I try to use geomesa with redis. I thought that redis enables statistics on geomesa by default.
my redis geomesa db:
./geomesa-redis describe-schema -u localhost:6379 -c geomesa -f SignalBuilder
INFO Describing attributes of feature 'SignalBuilder'
geo | Point (Spatio-temporally indexed) (Spatially indexed)
time | Date (Spatio-temporally indexed) (Attribute indexed)
cam | String (Attribute indexed) (Attribute indexed)
imei | String
dir | Double
alt | Double
vlc | Double
sl | Integer
ds | Integer
dir_y | Double
poi_azimuth_x | Double
poi_azimuth_y | Double
User data:
geomesa.attr.splits | 0
geomesa.feature.expiry | time(30 days)
geomesa.id.splits | 0
geomesa.index.dtg | time
geomesa.indices | z3:7:3:geo:time,z2:5:3:geo,attr:8:3:time,attr:8:3:cam,attr:8:3:cam:time
geomesa.stats.enable | true
geomesa.table.partition | time
geomesa.z.splits | 0
geomesa.z3.interval | week
from doc: https://www.geomesa.org/documentation/stable/user/datastores/query_planning.html#stats-collected
Stat generation can be enabled or disabled through the simple feature type user data using the key geomesa.stats.enable
Cached statistics, and thus cost-based query planning, are currently only implemented for the Accumulo and Redis data stores.
*Total count, *Min/max (bounds) for the default geometry, *default date and any indexed attributes, *Histograms for the default geometry, default date and any indexed attributes, *Frequencies for any indexed attributes...

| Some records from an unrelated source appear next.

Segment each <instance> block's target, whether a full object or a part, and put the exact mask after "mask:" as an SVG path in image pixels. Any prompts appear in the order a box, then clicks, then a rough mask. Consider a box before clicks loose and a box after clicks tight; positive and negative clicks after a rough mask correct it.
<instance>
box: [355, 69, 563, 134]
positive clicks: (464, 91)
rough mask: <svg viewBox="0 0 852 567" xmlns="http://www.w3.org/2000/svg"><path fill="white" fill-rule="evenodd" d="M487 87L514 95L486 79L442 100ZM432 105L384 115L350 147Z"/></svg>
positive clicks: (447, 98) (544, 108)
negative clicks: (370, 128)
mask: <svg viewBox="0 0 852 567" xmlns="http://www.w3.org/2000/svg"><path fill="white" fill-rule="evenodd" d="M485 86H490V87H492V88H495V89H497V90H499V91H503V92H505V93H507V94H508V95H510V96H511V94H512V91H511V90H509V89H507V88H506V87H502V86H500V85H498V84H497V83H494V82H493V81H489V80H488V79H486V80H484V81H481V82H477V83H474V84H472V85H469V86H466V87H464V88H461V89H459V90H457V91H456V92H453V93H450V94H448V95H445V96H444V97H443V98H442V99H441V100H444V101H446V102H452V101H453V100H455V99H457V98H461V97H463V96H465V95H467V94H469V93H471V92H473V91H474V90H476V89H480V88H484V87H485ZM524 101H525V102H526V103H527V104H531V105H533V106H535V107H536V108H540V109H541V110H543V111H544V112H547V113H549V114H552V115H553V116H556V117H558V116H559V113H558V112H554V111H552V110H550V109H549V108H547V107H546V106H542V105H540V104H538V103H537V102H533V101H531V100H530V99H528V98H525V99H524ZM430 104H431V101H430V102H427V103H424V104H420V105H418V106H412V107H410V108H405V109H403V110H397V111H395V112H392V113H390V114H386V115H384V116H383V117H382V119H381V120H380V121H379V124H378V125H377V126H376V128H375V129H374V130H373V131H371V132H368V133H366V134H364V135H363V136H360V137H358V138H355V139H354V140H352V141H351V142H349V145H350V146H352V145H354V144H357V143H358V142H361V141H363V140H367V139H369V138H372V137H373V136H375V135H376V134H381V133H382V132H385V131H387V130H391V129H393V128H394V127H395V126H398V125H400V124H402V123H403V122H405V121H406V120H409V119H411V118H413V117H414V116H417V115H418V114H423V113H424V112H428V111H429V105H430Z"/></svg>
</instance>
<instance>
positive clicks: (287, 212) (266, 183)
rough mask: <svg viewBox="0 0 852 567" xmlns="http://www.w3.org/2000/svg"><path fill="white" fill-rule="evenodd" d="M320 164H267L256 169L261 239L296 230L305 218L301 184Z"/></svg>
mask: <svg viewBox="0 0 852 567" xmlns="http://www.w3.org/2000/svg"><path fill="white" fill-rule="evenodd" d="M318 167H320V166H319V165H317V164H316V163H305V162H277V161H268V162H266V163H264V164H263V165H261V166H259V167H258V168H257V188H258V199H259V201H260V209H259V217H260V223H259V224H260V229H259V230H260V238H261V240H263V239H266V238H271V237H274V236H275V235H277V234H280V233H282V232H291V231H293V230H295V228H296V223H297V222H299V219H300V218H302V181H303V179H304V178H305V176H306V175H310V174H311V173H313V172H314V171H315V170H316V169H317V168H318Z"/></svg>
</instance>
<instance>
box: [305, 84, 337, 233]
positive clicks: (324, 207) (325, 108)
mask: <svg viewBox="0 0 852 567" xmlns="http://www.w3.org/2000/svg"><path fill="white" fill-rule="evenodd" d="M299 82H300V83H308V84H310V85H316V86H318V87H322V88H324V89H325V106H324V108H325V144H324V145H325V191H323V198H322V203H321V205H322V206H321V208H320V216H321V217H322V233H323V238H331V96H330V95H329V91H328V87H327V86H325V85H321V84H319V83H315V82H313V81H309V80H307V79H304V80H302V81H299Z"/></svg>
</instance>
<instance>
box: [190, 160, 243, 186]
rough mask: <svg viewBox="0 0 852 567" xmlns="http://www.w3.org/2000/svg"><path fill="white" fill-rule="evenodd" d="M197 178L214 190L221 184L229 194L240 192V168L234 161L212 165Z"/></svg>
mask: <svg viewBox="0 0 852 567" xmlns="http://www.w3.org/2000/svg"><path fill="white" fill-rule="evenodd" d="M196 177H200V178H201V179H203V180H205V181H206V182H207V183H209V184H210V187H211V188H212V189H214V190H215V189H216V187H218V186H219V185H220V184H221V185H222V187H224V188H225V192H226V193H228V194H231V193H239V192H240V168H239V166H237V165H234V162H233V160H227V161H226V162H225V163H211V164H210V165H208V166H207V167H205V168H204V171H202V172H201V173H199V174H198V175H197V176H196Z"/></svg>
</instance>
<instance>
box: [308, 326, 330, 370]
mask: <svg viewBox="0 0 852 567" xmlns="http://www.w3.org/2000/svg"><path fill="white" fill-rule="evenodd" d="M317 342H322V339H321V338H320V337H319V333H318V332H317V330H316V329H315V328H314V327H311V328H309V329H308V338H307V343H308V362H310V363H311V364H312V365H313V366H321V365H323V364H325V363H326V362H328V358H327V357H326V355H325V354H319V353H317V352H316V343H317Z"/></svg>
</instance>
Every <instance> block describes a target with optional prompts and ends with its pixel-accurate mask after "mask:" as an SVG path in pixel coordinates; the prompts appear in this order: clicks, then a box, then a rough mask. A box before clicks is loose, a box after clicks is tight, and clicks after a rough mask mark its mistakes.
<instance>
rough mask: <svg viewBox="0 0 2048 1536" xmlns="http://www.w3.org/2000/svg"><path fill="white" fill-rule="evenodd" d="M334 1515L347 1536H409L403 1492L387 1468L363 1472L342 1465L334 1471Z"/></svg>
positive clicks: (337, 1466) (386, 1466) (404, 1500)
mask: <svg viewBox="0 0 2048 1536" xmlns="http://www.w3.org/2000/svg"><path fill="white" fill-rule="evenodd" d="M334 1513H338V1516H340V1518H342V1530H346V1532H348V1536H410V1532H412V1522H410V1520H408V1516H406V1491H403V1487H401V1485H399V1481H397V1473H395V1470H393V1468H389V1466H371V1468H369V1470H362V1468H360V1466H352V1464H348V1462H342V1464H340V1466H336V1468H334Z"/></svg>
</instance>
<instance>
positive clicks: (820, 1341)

Why the return time is increased when increased amount of data?
./geomesa-redis export -u localhost:6379 -c geomesa -f SignalBuilder -q "cam like '%' and bbox(geo,38,56,39,57)" --hints STATS_STRING='Enumeration(cam)'
INFO Running export - please wait...
id,stats:String,*geom:Geometry
stat,"{""5798a065-d51e-47a1-b04b-ab48df9f1324"":203215}",POINT (0 0)
INFO Feature export complete to standard out for 1 features in 2056ms
next request
/geomesa-redis export -u localhost:6379 -c geomesa -f SignalBuilder -q "cam like '%' and bbox(geo,38,56,39,57)" --hints STATS_STRING='Enumeration(cam)'
INFO Running export - please wait...
id,stats:String,*geom:Geometry
stat,"{""5798a065-d51e-47a1-b04b-ab48df9f1324"":595984}",POINT (0 0)
INFO Feature export complete to standard out for 1 features in 3418ms
How to understand that statistics are collected and saved, and used when returning hints stats, like STATS_STRING='MinMax(time)'
or STATS_STRING='Enumeration(cam)'
?
And how to use sampling with geotools? I try next
geomesa-cassandra export -P 10.200.217.24:9042 -u cassandra -p cassandra \
-k geomesa -c gsm_events -f SignalBuilder \
-q "cam like '%' and time DURING 2021-12-27T16:50:38.004Z/2022-01-26T16:50:38.004Z" \
--hints SAMPLE_BY='cam';SAMPLING=0.000564
but it does not work. Thank you for any answer.
When you run an export with a query hint for stats, GeoMesa will always run a query. If you want to use the cached statistics, use the stats-*
commands instead. In code, you'd use the stats
method which all GeoMesa data stores implement.